Yesterday marked the quarterly release of the Employment Cost Index, which measured +0.3% in the first quarter of 2013. One of the virtues of this index is that it measures median (i.e., 50th percentile) wages rather than average, or mean wages as does the monthly report on average hourly earnings (which will be updated on Friday with the employment report). Mean wages can be distorted by extravagant payments to those at the top. Median wages aren't.
For a long time after the recession, YoY average wages were running significantly higher than median wages. No more. Both are running between +1.5% to +2.0% YoY:
That's good news up to a point, and in particular that YoY changes in neither mean nor median wages are no longer decelerating to zero. So at least we seem to have avoided the specter of an actual decline in nominal wages. The bad news is that even with 2% inflation, workers are actually losing money (as they did during 2011 and 2012). This is simply not sustainable. At some point the super-low interest rates that are fueling massive refinancing of debt by American households are going to end, and then we are not going to make any economic progress at all without significantly increases wages.
On a related note, about a month ago one of Doug Short's updates about median household income got picked up widely, and as I expected it appears to have been widely misinterpreted by Doomers was a decrease in "wages." It ain't so. First of all, here's Doug's most recent update:
Notice that median household income declined about 10% into 2011, and since then has slowly risen, although it is still about 7% under its 2007 pre-recession peak.
But the index isn't measuring wages. It is measuring household income, including in that mix households where one or both adults are out of the workforce, whether through retirement, disability or inability to find work. Here's the relevant passage from Sentier Research, which compiles the data:
Just to be sure, I contacted them directly and they confirmed the above to me.
Well, as you know from the employment to population ratio, a lot of people have dropped out of the workforce:
Note that even in the case of retirement, salary or wage income stops and is replaced only by Social Security and pension income plus any income of past savings or investment. In other words, it's almost always a lot lower than the previous wage and salary income.
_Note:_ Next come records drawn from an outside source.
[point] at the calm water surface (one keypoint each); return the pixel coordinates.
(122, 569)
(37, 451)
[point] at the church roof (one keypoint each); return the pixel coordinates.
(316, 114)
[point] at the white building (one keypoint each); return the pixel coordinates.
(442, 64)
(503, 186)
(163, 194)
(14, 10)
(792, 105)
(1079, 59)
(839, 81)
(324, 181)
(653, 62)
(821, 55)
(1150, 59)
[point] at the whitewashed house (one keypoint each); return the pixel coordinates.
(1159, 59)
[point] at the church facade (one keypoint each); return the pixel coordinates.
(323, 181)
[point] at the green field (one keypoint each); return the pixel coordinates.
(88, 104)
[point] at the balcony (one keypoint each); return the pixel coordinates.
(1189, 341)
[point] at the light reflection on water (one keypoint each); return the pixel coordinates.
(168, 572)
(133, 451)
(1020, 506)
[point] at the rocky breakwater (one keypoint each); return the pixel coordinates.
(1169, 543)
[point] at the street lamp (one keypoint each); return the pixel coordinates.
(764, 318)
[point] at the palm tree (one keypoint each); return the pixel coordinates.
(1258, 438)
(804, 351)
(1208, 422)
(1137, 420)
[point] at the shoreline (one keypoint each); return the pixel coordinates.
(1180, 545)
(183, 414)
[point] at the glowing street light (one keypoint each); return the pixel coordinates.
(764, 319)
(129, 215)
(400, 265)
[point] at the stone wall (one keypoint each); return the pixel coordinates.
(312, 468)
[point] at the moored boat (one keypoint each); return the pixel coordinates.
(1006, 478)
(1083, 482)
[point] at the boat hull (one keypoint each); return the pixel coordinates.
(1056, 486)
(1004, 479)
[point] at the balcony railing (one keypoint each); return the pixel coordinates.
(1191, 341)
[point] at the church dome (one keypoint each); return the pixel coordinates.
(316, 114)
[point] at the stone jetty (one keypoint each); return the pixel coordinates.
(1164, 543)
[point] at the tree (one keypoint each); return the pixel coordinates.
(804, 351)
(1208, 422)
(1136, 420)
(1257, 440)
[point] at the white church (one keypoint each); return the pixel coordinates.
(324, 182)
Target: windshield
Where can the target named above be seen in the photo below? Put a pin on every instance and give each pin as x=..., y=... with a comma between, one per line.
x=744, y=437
So the decline in household income as measured by Doug Short is almost identical to the downward change in the employment to population ratio, because they are measuring very similar things.
Hence the big difference between the measures of average and median wage growth on the one hand, which are low but positive, vs. median household income, which declined sharply between 2007 and 2011 (and with 10,000 retiring Boomers a day, is likely to trend lower over the next 10 to 20 years).